The captain thought for a moment. “I will take every edge I can get. If you can call a wave of water to fight a fire, you should be able to do whatever it is I will require. I will keep you.”
So, their partnership began. Technically, as a captured barbarian, Abou was a slave. Practically speaking, the captain had just garnered himself a librarius and exceptor. Abou became the official keeper of financial records and scribe. Secretly, Abou was the captain’s mage…helping the seas move the ship, easing the burden of the rowing slaves which kept them in better health; surreptitiously helping the medicus treat injuries to some of the trierarch’s favored sailors with healing spells; causing difficulties aboard an enemy ship; and basically making himself useful wherever the captain deemed he could be of use. It did, indeed, earn him accolades and financial reward.
I was put to use, as well, but not always helping Abou. Rats were common aboard ships. Although everything was stored in clay jars with stoppers, grain spillage was common and the vermin feasted on it. I ate well and the cook gave me treats of fish to reward my efforts.
For five years, we didn’t set foot on dry land. Even when the ship was in port to offload and load cargo, take on supplies, or assist the Roman legions with one of their many skirmishes, Abou wasn’t given shore leave with the freeman crew but locked away with the rest of the slaves. The captain didn’t want him running away although I wasn’t sure where we would go – we sailed throughout the Mediterranean but never saw Alexandria again.
Finally, the captain decided he’d earned enough to retire. Rather than going back to his native Greece, he purchased a house near Tharros, Sardinia, which allowed him a view of his beloved sea. He kept Abou, the ship’s cook, and several other slaves. The ship and the rest of the crew were sold to another Greek who also wanted to earn his rewards working for the Romans.
The captain brought his wife, three daughters-in-law and several grandchildren from Greece to the house in Tharros. His sons, also ship captains, visited when they were able. It was a crowded household and the grandchildren had the strange idea that I was nothing more than a pet. I would be snatched from my spot near Abou’s desk to be cuddled and petted at a moment’s notice.

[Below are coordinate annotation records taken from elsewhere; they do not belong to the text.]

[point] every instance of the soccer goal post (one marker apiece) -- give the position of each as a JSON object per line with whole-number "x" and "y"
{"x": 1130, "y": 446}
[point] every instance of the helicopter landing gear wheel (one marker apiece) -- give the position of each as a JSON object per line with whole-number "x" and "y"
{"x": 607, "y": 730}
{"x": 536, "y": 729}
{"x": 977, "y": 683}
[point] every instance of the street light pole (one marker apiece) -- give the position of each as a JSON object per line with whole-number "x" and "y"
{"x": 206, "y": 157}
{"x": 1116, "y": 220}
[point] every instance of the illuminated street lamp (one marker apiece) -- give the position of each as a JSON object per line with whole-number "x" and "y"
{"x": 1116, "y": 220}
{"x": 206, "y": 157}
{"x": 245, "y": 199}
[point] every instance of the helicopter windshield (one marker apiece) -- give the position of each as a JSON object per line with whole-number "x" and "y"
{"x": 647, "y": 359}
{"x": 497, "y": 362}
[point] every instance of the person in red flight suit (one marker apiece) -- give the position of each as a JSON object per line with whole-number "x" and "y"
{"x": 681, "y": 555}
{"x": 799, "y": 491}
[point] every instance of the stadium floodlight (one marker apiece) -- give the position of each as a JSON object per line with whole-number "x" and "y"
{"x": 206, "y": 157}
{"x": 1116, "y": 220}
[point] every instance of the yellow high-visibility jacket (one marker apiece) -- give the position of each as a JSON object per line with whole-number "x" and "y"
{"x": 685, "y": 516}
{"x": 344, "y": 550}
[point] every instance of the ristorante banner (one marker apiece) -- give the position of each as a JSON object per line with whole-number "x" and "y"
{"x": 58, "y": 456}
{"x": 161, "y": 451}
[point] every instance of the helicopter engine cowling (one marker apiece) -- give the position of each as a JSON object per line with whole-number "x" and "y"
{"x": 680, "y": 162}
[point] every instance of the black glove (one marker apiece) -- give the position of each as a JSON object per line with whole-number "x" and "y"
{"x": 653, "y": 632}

It was enjoyable to a certain extent but it quickly became tiresome.
Abou had read enough in the library and spoken with enough Romans and Greeks in our five years aboard ship to learn of their ways of magic. Although he was known as the captain’s scribe, his reputation as a mage rapidly spread. Neighbors and friends of the captain and his household would ask permission to consult on various personal matters.
My human had learned to be flexible in his workings: inscribed lead sheets were given to the captain’s Roman friends, amulets to the Greeks, various incense mixtures to all. After years of working mostly health, fair winds and money spells, he added legal matters, love and even race-fixing to his repertoire. I found the human needs interesting.
Abou added to the captain’s coffers even on dry land so except for the collar denoting him as a slave, Abou had a life almost as comfortable as the captain’s. We had our own room in the house rather than sharing accommodations with the other slaves; Abou ate the same rich food as was prepared for the family; and he was free to decide which requests for magical assistance he would take on and what the captain would receive for his services.
The captain was not a young man when he’d taken Abou aboard ship and nothing was going to halt the ravages of age, inactivity and overindulgence on a human body. Abou tried his best to assist the physician in his efforts to save the captain after a massive heart attack, to no avail. Unfortunately, those efforts were also the downfall of Abou. Not a young man himself and despite my warnings, Abou drew too much energy into his body in an effort to save his master. His heart stopped moments after the captain was declared dead and I found myself in the ether.
To be continued…
[Amy sez: Fudge is a built-in history lesson. I didn’t know the Romans hired Greeks and their ships because the Greeks were much better sailors.]